Spring Boot WebSocket

@Configuration
@EnableWebSocketMessageBroker
public class WebSocketConfig implements WebSocketMessageBrokerConfigurer {
@Override
public void configureMessageBroker(MessageBrokerRegistry config) {
config.enableSimpleBroker("/topic", "/queue"); // Broker prefixes
config.setApplicationDestinationPrefixes("/app");
}

@Override
public void registerStompEndpoints(StompEndpointRegistry registry) {
registry.addEndpoint("/ws").withSockJS(); // Fallback support
}
}

@Controller
public class ChatController {
@MessageMapping("/chat.send")
@SendTo("/topic/room/{roomId}")
public ChatMessage send(@DestinationVariable String roomId, ChatMessage msg) {
return msg;
}
}

Scaling Real-Time Connections

The Problem

WebSocket connections are stateful — they're tied to a specific server instance.

User A ──── Server 1
User B ──── Server 2

A sends to B: Server 1 has no connection to B!

Solution: Pub/Sub Broker Between Servers

User A → Server 1 → [Publish to Redis/Kafka] → Server 2 → User B
// Spring WebSocket + Redis pub/sub for cross-node delivery
@Configuration
public class WebSocketConfig implements WebSocketMessageBrokerConfigurer {
@Override
public void configureMessageBroker(MessageBrokerRegistry config) {
// Use Redis-backed broker instead of in-memory
config.enableStompBrokerRelay("/topic", "/queue")
.setRelayHost("redis-host")
.setRelayPort(61613); // STOMP-over-Redis via Redisson
}
}

Sticky Sessions (Alternative)

Route users to the same server consistently using consistent hashing on user ID at the load balancer. Simpler but limits flexibility.


Push Notifications

For mobile/offline users (can't maintain WebSocket connection).

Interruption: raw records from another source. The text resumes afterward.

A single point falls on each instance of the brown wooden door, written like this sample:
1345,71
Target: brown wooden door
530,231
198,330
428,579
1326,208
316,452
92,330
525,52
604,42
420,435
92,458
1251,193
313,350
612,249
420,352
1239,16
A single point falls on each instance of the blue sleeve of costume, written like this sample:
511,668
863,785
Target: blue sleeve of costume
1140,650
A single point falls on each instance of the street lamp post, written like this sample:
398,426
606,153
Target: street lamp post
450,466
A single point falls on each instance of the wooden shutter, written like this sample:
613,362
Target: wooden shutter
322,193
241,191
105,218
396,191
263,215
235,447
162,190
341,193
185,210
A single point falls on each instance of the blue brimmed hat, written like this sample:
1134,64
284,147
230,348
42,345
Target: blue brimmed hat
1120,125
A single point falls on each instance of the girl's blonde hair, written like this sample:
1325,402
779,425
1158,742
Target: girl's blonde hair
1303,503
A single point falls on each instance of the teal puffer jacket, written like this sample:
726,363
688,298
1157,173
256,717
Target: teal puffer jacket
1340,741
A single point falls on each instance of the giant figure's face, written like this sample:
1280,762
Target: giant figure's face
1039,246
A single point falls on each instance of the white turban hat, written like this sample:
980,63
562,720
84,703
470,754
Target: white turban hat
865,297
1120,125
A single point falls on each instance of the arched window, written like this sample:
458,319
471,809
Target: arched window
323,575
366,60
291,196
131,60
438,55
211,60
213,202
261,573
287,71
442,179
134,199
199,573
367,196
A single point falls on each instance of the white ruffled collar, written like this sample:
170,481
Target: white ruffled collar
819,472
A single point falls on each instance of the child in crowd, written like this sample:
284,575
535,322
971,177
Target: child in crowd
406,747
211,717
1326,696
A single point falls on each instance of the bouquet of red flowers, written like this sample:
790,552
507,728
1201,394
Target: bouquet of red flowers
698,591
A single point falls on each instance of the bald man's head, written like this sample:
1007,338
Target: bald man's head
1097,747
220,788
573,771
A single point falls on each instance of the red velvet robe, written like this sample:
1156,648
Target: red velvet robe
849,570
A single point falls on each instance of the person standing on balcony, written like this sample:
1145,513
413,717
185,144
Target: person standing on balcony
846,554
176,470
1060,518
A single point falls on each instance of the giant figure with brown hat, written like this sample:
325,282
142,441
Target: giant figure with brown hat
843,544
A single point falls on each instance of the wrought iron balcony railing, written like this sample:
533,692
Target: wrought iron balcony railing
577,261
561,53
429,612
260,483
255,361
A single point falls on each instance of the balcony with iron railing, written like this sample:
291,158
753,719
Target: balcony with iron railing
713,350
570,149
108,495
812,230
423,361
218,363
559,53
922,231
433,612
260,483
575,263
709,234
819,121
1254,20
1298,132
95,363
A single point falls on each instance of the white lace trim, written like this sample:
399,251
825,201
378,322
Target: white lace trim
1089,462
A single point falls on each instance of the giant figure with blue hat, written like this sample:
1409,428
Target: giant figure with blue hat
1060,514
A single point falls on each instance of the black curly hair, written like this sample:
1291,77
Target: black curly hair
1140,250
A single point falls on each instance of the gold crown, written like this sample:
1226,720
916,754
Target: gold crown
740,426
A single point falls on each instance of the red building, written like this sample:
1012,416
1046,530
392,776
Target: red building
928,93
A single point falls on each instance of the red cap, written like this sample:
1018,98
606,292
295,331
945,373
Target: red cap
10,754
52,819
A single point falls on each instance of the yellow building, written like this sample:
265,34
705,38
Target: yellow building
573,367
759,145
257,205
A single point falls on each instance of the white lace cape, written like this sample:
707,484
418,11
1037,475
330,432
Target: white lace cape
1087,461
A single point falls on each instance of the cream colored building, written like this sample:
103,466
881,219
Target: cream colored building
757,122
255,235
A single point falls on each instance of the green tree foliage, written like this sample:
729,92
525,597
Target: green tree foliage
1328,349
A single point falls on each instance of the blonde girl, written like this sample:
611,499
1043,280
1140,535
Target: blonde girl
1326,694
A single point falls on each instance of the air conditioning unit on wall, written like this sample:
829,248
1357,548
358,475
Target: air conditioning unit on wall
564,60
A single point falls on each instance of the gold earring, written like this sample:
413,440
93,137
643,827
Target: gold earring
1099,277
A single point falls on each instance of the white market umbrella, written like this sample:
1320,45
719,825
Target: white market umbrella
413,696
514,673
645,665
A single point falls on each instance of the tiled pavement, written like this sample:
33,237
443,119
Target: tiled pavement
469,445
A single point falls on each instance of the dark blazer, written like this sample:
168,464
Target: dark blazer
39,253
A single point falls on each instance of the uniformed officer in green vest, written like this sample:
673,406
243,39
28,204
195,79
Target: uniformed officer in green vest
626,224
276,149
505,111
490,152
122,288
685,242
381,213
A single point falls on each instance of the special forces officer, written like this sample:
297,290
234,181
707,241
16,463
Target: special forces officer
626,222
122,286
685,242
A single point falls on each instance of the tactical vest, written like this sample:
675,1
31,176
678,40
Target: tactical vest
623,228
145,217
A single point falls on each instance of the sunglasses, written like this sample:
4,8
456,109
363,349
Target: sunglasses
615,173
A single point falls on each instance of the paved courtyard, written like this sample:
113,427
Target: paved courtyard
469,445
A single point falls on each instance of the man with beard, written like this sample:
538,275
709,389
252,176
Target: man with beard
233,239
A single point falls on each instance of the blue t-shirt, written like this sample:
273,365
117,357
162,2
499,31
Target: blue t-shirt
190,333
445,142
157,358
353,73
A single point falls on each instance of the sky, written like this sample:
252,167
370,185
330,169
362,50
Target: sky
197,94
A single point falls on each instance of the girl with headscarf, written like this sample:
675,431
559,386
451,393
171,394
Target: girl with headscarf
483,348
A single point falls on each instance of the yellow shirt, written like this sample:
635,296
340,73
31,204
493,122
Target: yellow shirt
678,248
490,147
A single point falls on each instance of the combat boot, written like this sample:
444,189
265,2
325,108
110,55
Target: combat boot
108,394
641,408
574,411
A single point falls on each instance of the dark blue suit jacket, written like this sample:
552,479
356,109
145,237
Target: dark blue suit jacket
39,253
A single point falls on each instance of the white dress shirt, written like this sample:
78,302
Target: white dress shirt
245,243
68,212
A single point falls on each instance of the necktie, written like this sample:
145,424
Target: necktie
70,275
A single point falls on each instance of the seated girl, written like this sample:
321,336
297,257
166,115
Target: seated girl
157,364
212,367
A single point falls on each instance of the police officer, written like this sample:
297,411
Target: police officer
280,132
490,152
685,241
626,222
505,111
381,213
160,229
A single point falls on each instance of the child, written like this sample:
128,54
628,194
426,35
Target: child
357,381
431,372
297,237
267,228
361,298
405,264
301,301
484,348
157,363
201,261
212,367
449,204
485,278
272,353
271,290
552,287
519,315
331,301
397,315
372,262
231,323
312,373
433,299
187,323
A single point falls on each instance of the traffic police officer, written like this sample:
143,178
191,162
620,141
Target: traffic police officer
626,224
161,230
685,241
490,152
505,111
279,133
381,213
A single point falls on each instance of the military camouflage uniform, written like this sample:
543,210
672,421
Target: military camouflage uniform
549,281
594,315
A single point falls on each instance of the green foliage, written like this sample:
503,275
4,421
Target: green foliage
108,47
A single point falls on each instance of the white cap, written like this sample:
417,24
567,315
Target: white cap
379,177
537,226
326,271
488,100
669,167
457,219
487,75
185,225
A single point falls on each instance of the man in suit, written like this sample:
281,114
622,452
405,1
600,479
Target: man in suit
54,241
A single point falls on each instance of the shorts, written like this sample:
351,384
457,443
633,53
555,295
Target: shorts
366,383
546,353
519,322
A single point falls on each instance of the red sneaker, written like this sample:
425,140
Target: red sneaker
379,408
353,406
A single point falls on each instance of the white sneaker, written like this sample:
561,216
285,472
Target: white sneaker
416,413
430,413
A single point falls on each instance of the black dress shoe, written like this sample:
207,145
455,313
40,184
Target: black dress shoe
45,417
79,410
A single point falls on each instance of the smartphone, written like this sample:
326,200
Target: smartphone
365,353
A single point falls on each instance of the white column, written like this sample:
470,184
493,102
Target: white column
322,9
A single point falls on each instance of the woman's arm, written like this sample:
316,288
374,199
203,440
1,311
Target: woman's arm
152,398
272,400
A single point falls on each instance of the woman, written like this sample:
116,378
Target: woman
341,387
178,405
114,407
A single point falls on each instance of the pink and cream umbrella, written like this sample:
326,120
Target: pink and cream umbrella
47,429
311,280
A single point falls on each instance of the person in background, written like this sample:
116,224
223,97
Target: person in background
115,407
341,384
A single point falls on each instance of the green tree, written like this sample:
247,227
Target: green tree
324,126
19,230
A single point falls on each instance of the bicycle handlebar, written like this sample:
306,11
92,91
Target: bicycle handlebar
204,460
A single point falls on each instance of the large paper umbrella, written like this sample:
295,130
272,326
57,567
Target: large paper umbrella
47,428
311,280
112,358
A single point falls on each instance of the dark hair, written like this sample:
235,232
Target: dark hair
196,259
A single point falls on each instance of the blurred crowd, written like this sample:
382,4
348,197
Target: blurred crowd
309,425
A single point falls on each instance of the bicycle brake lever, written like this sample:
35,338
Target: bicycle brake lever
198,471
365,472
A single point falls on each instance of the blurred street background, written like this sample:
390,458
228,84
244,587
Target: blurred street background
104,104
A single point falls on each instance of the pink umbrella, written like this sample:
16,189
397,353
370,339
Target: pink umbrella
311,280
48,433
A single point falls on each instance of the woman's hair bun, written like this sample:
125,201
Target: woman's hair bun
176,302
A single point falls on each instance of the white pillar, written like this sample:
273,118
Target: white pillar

App Server → APNs (iOS) or FCM (Android) → Device
// Firebase Cloud Messaging (FCM) - Spring Boot
@Service
public class PushNotificationService {
public void sendToDevice(String fcmToken, String title, String body) {
Message message = Message.builder()
.setToken(fcmToken)
.setNotification(Notification.builder()
.setTitle(title)
.setBody(body)
.build())
.build();

FirebaseMessaging.getInstance().sendAsync(message);
}
}

Architecture: Real-Time Notification System

Event Source (DB, Service)

Kafka topic: "notifications"

Notification Service (consumer)
├─ User online? → WebSocket / SSE delivery
└─ User offline? → Push notification (FCM/APNs)
→ Store in DB (inbox)

Presence System (Online/Offline)

On connect:  SETEX user:presence:{userId} 60 "online"  (Redis TTL)
On message: Refresh TTL
On disconnect: DEL user:presence:{userId}
Heartbeat: Client pings every 30s to refresh TTL

Interview Questions

  1. What's the difference between WebSocket and SSE? When would you choose each?
  2. How do you scale a WebSocket-based chat app to 1 million concurrent connections?
  3. What is the "sticky session" problem and how do you solve it?
  4. How would you implement a real-time notification system for 10M users?
  5. How does long polling differ from short polling, and when is it preferable?
  6. How do you build a presence system (online/offline indicators)?
  7. How do you handle reconnection and message recovery in a WebSocket system?
  8. What's the challenge of delivering ordered messages in a real-time system?